Non è sempre facile distinguere tra un impegno genuino per la parità di genere e una mera strategia di marketing. Tuttavia, ci sono alcuni segnali che possono aiutare a riconoscere il purplewashing:

  • Mancanza di coerenza: l’azienda o l’organizzazione si impegna solo superficialmente per le tematiche femministe, ad esempio solo durante alcuni periodi dell’anno o solo su alcuni temi specifici.
  • Focus sulla violenza contro le donne: molte campagne di purplewashing si concentrano sulla violenza contro le donne, che è un tema importante ma rappresenta solo una piccola parte delle sfide che le donne devono affrontare.
  • Mancanza di trasparenza: l’azienda o l’organizzazione non è trasparente sulle proprie politiche interne in materia di uguaglianza di genere.
  • Uso di stereotipi: le campagne di purplewashing spesso utilizzano stereotipi di genere per promuovere i propri prodotti o servizi.

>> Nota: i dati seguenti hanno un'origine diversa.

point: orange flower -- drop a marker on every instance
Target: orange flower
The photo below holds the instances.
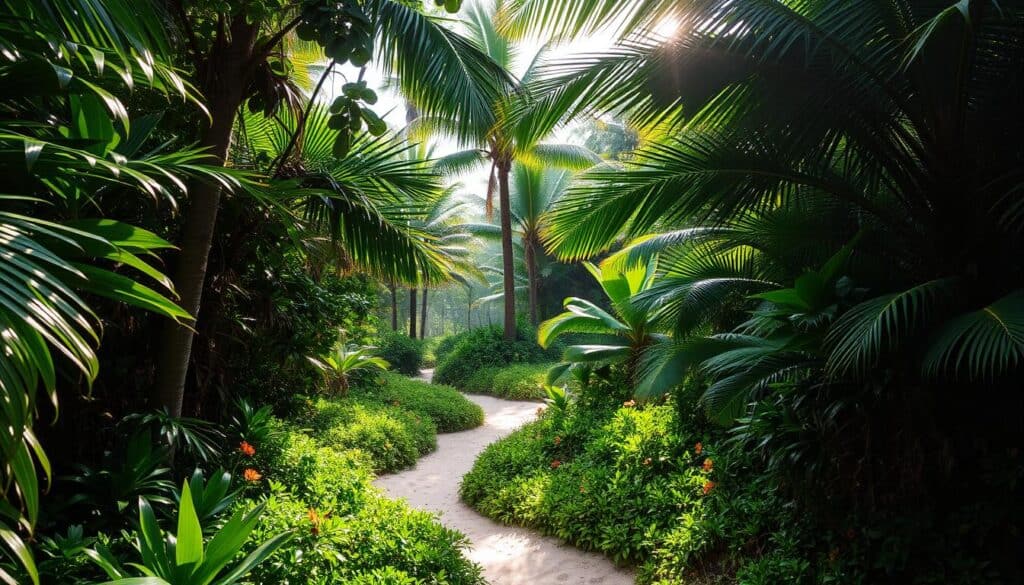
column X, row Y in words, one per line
column 314, row 518
column 246, row 449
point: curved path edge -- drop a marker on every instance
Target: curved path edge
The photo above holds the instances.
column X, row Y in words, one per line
column 509, row 555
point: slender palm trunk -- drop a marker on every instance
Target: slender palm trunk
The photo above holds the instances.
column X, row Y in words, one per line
column 532, row 278
column 508, row 260
column 394, row 306
column 423, row 316
column 226, row 80
column 412, row 312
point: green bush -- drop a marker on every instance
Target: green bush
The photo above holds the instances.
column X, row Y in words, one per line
column 344, row 531
column 318, row 475
column 620, row 481
column 481, row 381
column 484, row 347
column 381, row 538
column 392, row 436
column 522, row 382
column 449, row 410
column 403, row 352
column 445, row 345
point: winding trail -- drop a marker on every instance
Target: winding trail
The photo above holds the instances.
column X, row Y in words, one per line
column 509, row 555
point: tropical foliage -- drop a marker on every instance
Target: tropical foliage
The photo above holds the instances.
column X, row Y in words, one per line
column 801, row 346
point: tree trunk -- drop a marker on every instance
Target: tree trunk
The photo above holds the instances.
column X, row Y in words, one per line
column 412, row 312
column 226, row 79
column 508, row 260
column 423, row 317
column 529, row 248
column 394, row 307
column 443, row 312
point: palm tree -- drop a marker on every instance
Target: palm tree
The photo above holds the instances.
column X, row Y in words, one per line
column 499, row 142
column 894, row 125
column 242, row 64
column 629, row 333
column 907, row 160
column 534, row 192
column 69, row 144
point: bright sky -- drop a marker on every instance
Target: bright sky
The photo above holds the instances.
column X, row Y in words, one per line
column 392, row 108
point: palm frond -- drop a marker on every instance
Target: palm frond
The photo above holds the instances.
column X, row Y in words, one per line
column 981, row 344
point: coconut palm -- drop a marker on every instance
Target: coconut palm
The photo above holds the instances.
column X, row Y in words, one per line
column 247, row 61
column 343, row 361
column 69, row 144
column 496, row 142
column 534, row 192
column 907, row 158
column 629, row 331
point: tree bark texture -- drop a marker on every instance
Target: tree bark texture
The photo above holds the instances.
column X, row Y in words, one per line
column 226, row 77
column 508, row 259
column 423, row 317
column 412, row 312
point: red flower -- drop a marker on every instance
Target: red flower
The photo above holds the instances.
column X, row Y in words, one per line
column 246, row 449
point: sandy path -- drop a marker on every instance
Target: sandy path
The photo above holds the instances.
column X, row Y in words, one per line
column 509, row 555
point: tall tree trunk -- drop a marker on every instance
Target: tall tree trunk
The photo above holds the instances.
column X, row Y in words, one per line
column 394, row 306
column 423, row 316
column 412, row 312
column 531, row 276
column 508, row 260
column 227, row 71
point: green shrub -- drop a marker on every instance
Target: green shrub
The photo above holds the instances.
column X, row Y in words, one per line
column 481, row 381
column 381, row 542
column 449, row 410
column 620, row 481
column 486, row 347
column 318, row 475
column 403, row 352
column 444, row 345
column 521, row 382
column 392, row 436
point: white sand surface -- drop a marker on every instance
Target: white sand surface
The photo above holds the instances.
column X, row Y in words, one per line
column 509, row 555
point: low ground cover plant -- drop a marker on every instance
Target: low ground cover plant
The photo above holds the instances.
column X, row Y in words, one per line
column 485, row 347
column 515, row 382
column 401, row 351
column 450, row 411
column 344, row 530
column 643, row 485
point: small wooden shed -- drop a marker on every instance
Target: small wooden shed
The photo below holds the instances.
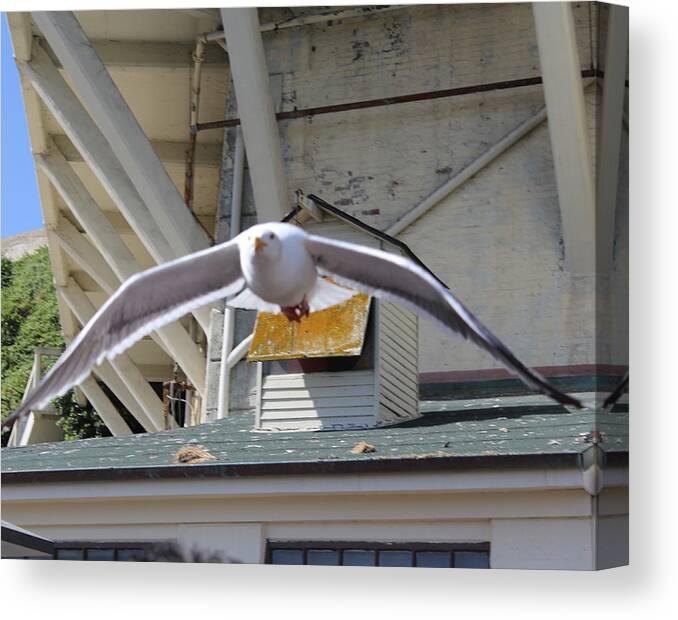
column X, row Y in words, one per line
column 364, row 375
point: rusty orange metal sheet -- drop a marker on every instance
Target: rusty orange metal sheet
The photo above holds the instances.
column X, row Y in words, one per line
column 333, row 332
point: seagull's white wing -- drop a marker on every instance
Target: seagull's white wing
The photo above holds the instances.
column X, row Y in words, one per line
column 397, row 279
column 144, row 303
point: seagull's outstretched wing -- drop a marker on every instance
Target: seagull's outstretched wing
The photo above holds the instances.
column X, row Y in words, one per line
column 144, row 303
column 394, row 278
column 612, row 399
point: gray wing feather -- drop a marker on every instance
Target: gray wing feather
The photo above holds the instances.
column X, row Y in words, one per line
column 397, row 279
column 144, row 303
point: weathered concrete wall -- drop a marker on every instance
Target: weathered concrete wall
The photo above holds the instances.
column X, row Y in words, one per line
column 497, row 240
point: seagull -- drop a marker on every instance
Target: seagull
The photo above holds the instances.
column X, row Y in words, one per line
column 272, row 267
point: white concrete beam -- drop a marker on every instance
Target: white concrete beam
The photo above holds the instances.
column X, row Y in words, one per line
column 563, row 90
column 256, row 111
column 22, row 38
column 154, row 55
column 104, row 408
column 609, row 145
column 124, row 134
column 150, row 413
column 95, row 150
column 88, row 258
column 173, row 337
column 207, row 154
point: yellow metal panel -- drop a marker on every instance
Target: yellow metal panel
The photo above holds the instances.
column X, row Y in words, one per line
column 334, row 332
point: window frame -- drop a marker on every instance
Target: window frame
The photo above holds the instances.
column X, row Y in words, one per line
column 377, row 546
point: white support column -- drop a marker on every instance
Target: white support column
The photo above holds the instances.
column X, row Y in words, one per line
column 609, row 146
column 256, row 111
column 86, row 256
column 124, row 134
column 104, row 408
column 95, row 150
column 151, row 406
column 173, row 337
column 563, row 90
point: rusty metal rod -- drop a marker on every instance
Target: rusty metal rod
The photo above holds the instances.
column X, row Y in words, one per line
column 386, row 101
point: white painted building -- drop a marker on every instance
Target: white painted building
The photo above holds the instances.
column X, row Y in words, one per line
column 488, row 137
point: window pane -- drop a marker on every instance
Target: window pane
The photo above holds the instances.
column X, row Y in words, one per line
column 395, row 558
column 70, row 554
column 287, row 556
column 472, row 559
column 433, row 559
column 101, row 555
column 322, row 557
column 358, row 557
column 129, row 555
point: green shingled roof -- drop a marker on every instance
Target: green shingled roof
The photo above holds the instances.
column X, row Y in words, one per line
column 478, row 428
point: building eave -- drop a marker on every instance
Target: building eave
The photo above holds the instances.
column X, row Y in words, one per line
column 293, row 468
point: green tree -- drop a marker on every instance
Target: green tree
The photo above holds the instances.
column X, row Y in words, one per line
column 30, row 318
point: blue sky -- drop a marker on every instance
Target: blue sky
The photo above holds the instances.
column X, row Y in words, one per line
column 19, row 194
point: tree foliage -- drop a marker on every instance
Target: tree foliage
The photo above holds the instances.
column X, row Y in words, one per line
column 30, row 319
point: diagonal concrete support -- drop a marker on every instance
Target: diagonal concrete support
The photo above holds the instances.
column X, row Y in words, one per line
column 568, row 128
column 121, row 129
column 88, row 258
column 87, row 137
column 173, row 337
column 611, row 126
column 257, row 114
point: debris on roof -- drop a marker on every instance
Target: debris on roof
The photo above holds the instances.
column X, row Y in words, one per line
column 188, row 455
column 362, row 447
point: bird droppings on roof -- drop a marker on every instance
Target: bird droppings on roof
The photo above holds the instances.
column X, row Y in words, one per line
column 189, row 455
column 446, row 428
column 362, row 447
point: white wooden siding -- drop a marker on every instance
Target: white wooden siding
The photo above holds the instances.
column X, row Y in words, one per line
column 320, row 400
column 397, row 356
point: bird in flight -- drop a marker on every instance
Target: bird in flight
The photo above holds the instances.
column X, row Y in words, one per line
column 273, row 267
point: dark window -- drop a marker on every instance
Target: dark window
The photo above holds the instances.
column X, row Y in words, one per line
column 287, row 556
column 433, row 559
column 395, row 558
column 359, row 557
column 70, row 554
column 471, row 559
column 101, row 552
column 344, row 553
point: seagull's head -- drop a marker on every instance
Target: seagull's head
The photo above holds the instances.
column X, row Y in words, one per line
column 264, row 243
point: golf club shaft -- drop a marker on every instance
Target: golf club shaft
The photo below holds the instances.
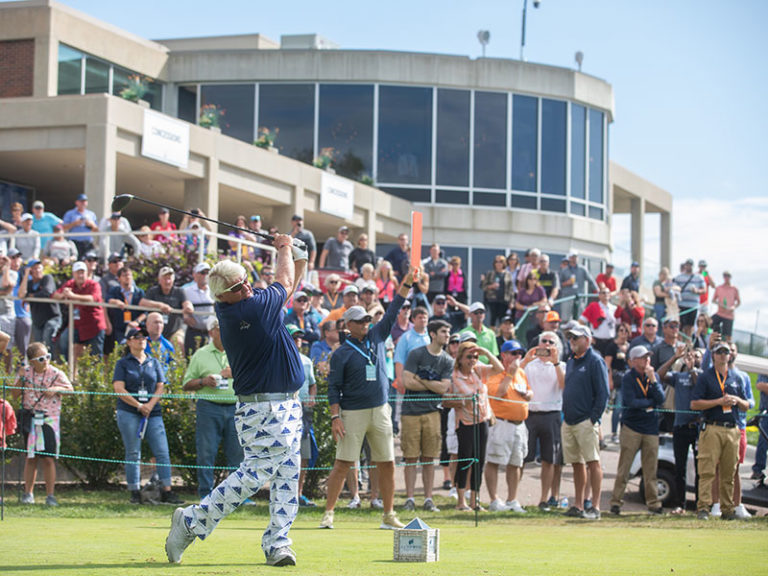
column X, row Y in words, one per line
column 264, row 235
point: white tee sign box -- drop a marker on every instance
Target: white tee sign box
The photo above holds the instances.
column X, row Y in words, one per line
column 417, row 542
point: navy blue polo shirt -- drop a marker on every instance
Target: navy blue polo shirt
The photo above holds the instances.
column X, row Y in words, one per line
column 586, row 388
column 138, row 376
column 682, row 382
column 259, row 348
column 347, row 382
column 635, row 402
column 707, row 387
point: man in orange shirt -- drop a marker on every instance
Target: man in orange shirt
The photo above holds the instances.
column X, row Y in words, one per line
column 509, row 394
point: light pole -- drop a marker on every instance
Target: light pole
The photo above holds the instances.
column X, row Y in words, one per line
column 536, row 4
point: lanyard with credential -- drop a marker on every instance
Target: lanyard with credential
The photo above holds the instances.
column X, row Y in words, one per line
column 370, row 367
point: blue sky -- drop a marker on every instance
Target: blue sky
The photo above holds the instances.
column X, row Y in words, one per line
column 689, row 77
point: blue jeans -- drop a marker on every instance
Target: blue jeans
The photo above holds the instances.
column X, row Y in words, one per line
column 46, row 332
column 762, row 447
column 215, row 424
column 128, row 423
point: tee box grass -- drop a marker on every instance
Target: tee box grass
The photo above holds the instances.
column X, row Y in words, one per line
column 109, row 538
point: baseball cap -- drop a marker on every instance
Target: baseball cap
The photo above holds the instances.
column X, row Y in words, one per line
column 722, row 345
column 294, row 330
column 133, row 332
column 552, row 316
column 356, row 314
column 639, row 352
column 512, row 346
column 476, row 306
column 580, row 330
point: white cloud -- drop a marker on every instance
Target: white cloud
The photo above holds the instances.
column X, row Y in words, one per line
column 728, row 234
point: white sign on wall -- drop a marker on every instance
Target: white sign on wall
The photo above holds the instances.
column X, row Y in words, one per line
column 337, row 196
column 165, row 139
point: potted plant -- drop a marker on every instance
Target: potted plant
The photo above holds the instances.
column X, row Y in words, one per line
column 325, row 159
column 135, row 89
column 266, row 138
column 210, row 116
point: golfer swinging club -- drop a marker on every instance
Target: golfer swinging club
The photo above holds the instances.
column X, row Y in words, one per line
column 267, row 374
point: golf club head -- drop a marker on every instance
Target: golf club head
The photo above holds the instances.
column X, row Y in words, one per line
column 121, row 201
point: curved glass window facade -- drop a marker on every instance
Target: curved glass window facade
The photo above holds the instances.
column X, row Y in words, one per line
column 430, row 145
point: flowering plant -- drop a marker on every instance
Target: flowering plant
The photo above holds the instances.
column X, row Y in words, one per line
column 266, row 137
column 135, row 89
column 210, row 115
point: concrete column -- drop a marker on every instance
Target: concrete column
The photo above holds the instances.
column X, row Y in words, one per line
column 203, row 193
column 637, row 211
column 100, row 167
column 666, row 239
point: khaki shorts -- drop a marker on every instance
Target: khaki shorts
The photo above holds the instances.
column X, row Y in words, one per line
column 420, row 435
column 581, row 442
column 507, row 444
column 373, row 423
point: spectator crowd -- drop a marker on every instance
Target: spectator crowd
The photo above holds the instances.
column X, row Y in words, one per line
column 525, row 373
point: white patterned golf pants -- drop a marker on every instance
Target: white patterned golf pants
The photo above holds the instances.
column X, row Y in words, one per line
column 270, row 433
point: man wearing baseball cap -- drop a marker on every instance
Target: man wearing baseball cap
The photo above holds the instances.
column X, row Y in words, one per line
column 585, row 396
column 508, row 394
column 718, row 394
column 358, row 392
column 89, row 320
column 641, row 396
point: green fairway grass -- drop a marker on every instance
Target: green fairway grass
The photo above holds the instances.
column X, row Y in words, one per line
column 88, row 536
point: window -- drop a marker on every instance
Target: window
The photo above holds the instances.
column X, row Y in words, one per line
column 553, row 147
column 412, row 194
column 188, row 103
column 452, row 138
column 490, row 162
column 291, row 108
column 405, row 135
column 70, row 70
column 524, row 142
column 595, row 156
column 578, row 151
column 345, row 123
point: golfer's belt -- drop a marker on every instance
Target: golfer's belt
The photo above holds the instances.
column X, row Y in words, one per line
column 268, row 397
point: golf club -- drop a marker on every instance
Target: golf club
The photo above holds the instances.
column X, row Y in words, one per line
column 121, row 201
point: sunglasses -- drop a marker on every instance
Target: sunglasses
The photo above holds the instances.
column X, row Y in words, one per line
column 235, row 288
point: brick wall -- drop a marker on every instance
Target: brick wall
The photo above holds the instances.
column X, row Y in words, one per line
column 17, row 67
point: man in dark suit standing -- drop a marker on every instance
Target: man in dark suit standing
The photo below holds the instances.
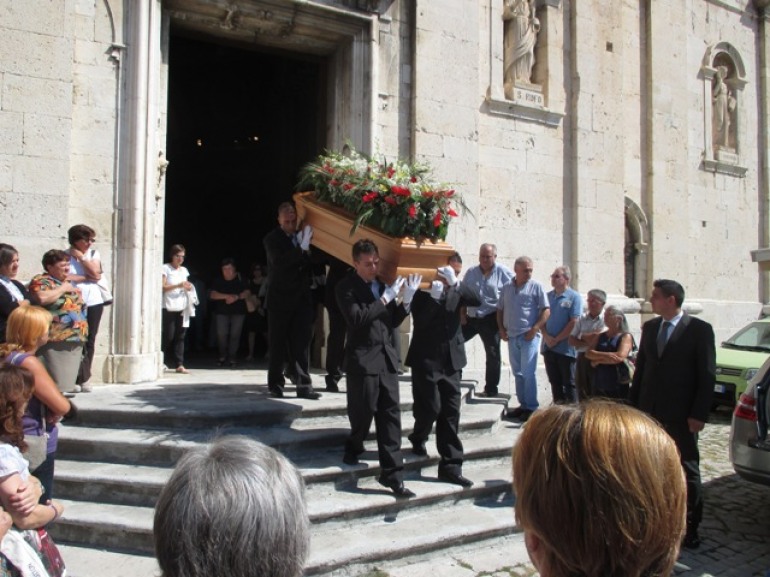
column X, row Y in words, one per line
column 371, row 361
column 437, row 355
column 674, row 382
column 289, row 303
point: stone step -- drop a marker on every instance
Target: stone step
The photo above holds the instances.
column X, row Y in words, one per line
column 226, row 405
column 165, row 446
column 361, row 506
column 129, row 484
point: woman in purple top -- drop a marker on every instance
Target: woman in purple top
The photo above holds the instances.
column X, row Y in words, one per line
column 27, row 330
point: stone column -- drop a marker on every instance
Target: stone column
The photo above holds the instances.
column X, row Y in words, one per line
column 763, row 180
column 139, row 215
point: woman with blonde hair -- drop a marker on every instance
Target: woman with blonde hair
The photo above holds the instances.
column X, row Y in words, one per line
column 599, row 492
column 26, row 331
column 609, row 357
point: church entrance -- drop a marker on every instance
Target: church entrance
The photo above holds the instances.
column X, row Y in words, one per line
column 241, row 123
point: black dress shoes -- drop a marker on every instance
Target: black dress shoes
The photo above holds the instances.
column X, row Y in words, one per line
column 454, row 478
column 331, row 385
column 691, row 539
column 398, row 488
column 276, row 392
column 350, row 459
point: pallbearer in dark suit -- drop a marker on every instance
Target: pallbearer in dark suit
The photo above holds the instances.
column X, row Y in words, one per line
column 674, row 382
column 371, row 362
column 436, row 356
column 289, row 303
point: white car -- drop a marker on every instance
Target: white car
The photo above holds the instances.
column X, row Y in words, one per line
column 749, row 441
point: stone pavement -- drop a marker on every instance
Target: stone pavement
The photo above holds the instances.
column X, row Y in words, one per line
column 735, row 530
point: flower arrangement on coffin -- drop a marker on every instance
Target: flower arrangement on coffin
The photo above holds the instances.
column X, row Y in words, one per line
column 397, row 198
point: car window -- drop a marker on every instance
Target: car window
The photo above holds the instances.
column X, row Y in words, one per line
column 753, row 335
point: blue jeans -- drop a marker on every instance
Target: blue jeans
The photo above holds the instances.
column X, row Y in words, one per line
column 523, row 355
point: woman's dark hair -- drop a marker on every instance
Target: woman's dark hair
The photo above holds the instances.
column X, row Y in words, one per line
column 16, row 386
column 176, row 249
column 54, row 256
column 7, row 252
column 80, row 232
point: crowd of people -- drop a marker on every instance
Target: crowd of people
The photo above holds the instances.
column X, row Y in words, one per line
column 49, row 333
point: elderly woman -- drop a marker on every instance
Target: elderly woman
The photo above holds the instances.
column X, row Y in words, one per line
column 176, row 301
column 16, row 384
column 612, row 376
column 599, row 492
column 85, row 272
column 69, row 330
column 236, row 508
column 12, row 292
column 27, row 330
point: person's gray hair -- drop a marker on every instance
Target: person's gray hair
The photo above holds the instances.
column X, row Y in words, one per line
column 598, row 294
column 565, row 271
column 616, row 312
column 234, row 507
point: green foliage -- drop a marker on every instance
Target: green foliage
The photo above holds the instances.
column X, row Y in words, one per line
column 398, row 198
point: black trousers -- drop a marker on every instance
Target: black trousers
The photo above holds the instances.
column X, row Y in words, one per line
column 687, row 443
column 290, row 330
column 94, row 318
column 561, row 374
column 335, row 347
column 486, row 328
column 437, row 400
column 583, row 377
column 173, row 338
column 376, row 397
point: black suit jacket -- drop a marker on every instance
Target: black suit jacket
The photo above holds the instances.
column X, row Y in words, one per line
column 437, row 340
column 680, row 383
column 370, row 324
column 289, row 272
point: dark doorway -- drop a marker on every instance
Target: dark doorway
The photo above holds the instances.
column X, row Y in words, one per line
column 241, row 123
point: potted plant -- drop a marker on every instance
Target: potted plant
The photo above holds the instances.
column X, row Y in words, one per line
column 396, row 204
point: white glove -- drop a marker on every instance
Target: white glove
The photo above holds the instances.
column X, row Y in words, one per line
column 305, row 236
column 448, row 273
column 392, row 291
column 436, row 289
column 412, row 286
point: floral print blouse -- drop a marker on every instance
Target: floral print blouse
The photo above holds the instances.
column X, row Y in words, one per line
column 69, row 311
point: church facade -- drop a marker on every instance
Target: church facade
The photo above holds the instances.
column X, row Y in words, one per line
column 626, row 139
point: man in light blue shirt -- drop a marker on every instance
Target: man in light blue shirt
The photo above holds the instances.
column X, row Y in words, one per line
column 486, row 280
column 560, row 357
column 522, row 312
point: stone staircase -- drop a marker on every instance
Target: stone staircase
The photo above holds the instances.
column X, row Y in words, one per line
column 112, row 464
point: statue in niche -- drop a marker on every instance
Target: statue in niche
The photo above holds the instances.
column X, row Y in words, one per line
column 724, row 104
column 520, row 28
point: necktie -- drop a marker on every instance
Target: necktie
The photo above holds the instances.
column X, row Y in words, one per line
column 663, row 334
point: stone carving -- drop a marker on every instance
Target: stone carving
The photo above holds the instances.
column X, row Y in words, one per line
column 724, row 105
column 520, row 28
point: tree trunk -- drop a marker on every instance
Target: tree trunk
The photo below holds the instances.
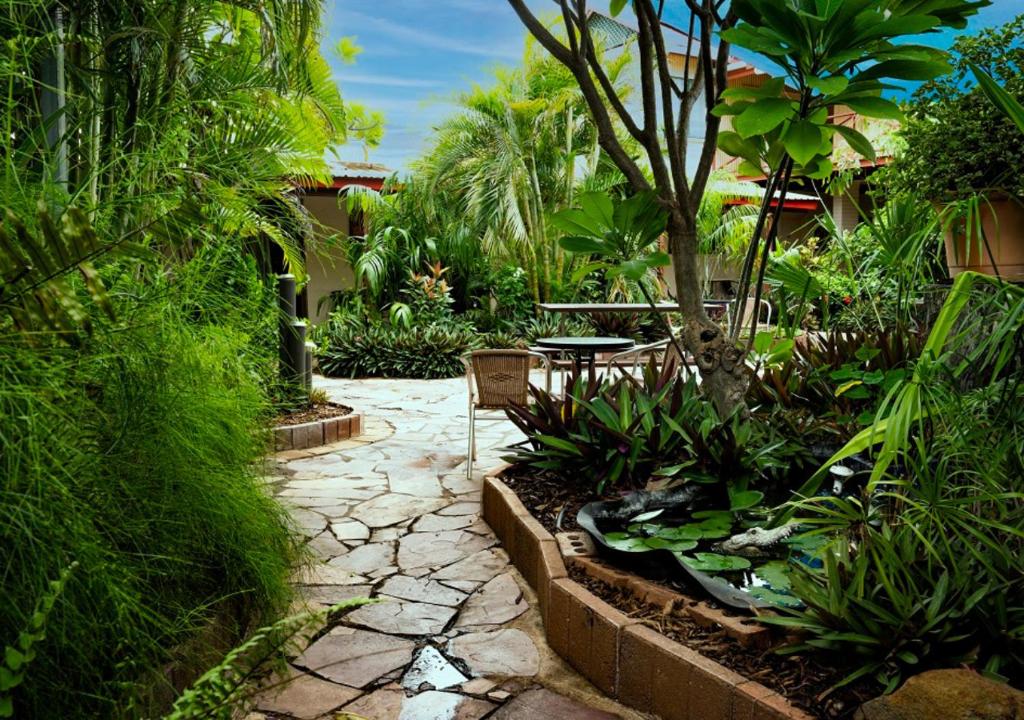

Cosa fare contro il purplewashing

Per contrastare il purplewashing è importante:

  • Informare i consumatori: i consumatori devono essere informati su questa pratica e su come riconoscerla.
  • Sostenere le aziende e le organizzazioni genuinely impegnate per la parità di genere: è importante acquistare prodotti o servizi da aziende che dimostrano un impegno concreto per l’uguaglianza di genere e sostenere le organizzazioni che lavorano per i diritti delle donne.
  • Fare pressione sulle aziende: i consumatori e le attiviste possono fare pressione sulle aziende affinché adottino politiche più inclusive e trasparenti.

Conclusione

Il purplewashing è un fenomeno preoccupante che mina la credibilità del femminismo e inganna i consumatori. È importante essere consapevoli di questa pratica e fare scelte consapevoli come consumatori e cittadini.